Jane Ballot

Being me in the world

Sunday 24th May

It always fascinates me how the same space can have such different feelings associated with it at different times, or can be reconfigured to function in totally different ways with completely varied connotations – often simply on two separate days.

On Saturday morning, there we were in the park opposite the church pretty much freezing our butts off, doing a yoga class. This morning, there I was in the same spot, in the sun after church, looking at Dad’s tree. So different and just a day later.

Then, of course, there was the feeling of being on the same spot when the entire park was reconfigured for the Potjekos Competition, or the Christmas Market, never mind being there as a kid for Sunday School. So the world goes, I reckon: familiar spaces, different times, different purposes.

This is why I’d like to time travel – to be able to just zip to another time in the space I am occupying, just to see what it was like. (Although, I’m not that sure I actually believe in time travel.)

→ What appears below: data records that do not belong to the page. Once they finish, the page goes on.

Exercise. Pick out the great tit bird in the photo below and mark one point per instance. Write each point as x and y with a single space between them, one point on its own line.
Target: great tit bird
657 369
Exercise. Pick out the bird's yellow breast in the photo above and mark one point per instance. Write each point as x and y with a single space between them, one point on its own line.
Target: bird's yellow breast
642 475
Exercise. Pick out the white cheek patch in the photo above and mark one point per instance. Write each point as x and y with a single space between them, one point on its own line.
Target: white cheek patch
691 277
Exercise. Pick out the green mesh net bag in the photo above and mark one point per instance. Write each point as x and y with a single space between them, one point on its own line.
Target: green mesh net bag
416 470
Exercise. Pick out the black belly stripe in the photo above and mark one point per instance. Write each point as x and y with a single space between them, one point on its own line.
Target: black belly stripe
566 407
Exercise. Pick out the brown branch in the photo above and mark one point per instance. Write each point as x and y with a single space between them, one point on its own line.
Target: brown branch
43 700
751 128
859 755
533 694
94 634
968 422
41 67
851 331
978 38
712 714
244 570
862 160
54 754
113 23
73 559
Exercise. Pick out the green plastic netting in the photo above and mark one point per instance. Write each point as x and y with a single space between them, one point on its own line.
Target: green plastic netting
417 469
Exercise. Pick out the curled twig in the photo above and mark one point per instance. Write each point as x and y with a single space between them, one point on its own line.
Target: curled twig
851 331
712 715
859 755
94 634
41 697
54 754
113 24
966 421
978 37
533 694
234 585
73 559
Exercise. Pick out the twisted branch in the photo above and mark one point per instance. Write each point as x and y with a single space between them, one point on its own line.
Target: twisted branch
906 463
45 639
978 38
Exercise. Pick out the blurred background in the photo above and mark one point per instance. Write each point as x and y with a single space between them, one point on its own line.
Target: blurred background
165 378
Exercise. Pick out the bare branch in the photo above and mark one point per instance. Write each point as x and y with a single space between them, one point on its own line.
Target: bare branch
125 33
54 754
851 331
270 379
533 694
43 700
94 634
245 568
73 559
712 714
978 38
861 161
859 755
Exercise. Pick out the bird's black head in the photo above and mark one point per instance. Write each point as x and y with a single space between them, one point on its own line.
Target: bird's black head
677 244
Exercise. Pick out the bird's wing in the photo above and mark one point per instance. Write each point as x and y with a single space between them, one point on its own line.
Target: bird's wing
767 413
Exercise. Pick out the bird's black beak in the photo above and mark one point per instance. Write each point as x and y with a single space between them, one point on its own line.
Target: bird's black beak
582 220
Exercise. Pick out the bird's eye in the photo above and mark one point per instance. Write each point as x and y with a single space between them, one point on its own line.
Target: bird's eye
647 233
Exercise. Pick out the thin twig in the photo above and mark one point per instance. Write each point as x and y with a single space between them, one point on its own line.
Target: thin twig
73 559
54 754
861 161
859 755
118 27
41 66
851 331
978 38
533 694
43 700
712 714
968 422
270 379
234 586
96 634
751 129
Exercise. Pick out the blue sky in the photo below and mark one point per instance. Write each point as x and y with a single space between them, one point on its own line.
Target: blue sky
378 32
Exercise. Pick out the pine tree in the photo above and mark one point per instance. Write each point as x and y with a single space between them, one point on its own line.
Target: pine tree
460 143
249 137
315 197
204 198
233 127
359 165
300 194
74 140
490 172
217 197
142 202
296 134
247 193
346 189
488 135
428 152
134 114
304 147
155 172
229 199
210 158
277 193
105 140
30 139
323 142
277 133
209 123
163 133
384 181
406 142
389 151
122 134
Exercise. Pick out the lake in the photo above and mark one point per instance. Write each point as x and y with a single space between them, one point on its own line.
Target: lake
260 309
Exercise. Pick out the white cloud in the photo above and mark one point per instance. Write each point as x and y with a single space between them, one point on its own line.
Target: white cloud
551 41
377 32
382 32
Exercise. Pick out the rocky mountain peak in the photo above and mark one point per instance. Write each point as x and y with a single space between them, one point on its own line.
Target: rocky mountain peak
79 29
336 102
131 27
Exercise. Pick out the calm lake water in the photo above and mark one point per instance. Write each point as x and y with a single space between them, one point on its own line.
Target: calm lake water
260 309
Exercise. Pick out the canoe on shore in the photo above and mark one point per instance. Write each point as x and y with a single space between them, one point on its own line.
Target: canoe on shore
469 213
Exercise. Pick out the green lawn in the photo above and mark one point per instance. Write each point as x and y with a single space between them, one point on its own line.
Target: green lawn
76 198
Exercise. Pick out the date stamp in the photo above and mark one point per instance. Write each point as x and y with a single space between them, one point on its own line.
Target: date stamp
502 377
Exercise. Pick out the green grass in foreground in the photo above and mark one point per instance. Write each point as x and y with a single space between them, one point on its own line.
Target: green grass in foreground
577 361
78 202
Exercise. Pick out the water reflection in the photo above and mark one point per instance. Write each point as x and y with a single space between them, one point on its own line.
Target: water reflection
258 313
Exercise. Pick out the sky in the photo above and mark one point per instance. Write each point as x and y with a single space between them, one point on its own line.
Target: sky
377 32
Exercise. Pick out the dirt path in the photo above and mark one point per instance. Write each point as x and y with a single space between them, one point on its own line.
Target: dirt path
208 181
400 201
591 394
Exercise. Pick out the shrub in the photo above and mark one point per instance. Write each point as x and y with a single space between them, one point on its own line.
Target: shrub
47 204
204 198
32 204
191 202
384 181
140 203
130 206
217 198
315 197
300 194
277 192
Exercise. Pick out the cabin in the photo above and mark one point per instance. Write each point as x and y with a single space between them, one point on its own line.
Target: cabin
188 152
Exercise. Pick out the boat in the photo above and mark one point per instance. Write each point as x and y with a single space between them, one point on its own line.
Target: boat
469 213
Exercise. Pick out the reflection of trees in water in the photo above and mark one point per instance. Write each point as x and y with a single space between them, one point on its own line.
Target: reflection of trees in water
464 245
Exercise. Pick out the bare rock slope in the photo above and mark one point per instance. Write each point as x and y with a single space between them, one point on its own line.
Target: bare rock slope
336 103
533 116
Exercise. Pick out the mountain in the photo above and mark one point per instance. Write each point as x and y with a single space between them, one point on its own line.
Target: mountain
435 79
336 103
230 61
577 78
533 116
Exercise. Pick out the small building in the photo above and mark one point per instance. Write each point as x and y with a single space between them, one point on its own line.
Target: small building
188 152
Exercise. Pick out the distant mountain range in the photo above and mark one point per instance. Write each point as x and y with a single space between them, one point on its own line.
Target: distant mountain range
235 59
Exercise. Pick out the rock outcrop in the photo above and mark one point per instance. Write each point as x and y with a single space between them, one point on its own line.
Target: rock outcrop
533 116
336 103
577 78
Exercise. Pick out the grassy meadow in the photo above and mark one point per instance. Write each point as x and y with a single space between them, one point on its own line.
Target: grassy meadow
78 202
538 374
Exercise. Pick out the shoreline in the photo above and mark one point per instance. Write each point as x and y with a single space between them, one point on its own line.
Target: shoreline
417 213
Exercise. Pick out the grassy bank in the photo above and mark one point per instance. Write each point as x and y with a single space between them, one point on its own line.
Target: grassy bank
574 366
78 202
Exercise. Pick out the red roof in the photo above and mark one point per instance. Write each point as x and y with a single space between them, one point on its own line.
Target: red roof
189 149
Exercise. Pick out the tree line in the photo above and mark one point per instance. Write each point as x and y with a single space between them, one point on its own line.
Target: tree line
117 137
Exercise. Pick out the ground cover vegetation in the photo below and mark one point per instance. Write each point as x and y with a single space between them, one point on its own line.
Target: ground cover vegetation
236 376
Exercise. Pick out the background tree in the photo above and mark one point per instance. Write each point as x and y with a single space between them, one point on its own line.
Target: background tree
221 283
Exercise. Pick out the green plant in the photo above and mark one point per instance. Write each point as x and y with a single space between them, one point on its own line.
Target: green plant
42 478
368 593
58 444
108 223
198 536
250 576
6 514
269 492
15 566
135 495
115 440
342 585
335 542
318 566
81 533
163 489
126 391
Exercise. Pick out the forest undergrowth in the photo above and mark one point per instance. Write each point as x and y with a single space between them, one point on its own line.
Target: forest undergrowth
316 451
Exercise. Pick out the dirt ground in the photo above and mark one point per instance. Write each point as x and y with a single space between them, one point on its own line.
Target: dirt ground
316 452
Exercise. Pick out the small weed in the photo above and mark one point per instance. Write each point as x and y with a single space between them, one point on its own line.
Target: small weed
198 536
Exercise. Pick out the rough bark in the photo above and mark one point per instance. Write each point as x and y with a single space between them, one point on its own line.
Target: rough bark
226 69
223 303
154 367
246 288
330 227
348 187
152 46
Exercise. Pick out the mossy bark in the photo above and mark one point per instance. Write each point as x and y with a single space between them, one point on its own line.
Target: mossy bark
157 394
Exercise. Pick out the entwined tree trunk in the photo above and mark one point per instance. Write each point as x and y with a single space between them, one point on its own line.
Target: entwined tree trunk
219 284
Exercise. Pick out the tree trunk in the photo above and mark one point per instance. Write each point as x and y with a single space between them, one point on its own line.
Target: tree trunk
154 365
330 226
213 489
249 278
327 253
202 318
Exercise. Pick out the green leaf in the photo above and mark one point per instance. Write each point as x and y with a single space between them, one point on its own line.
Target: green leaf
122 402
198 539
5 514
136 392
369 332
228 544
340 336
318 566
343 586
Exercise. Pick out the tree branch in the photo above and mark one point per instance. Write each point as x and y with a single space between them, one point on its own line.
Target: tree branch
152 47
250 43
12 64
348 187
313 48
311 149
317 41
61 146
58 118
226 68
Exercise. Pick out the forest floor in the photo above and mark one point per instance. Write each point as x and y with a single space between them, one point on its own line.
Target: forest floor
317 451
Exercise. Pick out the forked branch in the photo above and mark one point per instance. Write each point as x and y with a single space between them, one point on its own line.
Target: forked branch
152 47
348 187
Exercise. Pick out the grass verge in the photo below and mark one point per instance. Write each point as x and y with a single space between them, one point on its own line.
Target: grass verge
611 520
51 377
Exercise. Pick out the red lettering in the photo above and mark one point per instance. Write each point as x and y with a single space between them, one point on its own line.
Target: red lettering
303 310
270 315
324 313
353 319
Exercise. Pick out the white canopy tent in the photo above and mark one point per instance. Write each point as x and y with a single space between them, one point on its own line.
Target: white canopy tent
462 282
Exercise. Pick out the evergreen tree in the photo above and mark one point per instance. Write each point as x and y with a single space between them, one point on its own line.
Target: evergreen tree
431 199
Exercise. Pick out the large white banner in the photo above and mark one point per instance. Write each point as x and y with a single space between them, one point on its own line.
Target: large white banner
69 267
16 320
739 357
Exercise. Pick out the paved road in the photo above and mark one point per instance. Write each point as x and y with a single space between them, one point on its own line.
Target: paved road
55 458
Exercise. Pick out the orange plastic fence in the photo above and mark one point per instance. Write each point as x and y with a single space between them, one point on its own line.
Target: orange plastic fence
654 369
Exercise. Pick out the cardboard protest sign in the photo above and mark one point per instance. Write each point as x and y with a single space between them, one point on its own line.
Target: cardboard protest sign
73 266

There are, of course, other spaces, too, like the lounge here at home, that we occupy daily often with different purposes and different emotions. Even if it’s just sitting there watching different TV programmes on different days, the context and feeling in the space can alter so radically.

When I sit in Dad’s Lazyboy that is in our lounge, I think of sitting in it in the lounge at 55, or of Dad doing the same, or of sitting in it just after the mastectomy, when Dave put it in my special corner, so that I could loll about and recover while being waited on hand and foot (or so to speak). There were such different feelings then from now. I also remember sitting in the chair feeling horribly nauseous after chemo, especially the first one.

I still think, if you were to ask me what were some of the worst days of my life, first on the list would be July 15th 2010, when Dad died and May 22nd 2014, when Mum died. After that, coming somewhere pretty close (even second), I reckon, would be the first two days after the first chemo. I felt as though I was stuck in some tunnel with no possible way out, except to keep going on towards an end that just didn’t seem possible – and that was leading only to the next 3 sessions of the same torture.

Amazing how we just make things happen and move on. I think that’s the secret of the human spirit: the ability to get through things and move beyond them. For some people, the ‘things’ are huge and horrendous and it takes forever to be able to move beyond, but they do keep moving forwards. Unfortunately, some people have to face such horrible things that they can hardly move forwards at all.

Time is inexorable and I think we can be too, if circumstances allow.

The chemo taste has been back for the last two days. Yay 🙁 What a vaguely annoying reminder of everything.

I will just keep going onwards and trust that, even eventually, it, too, will move on.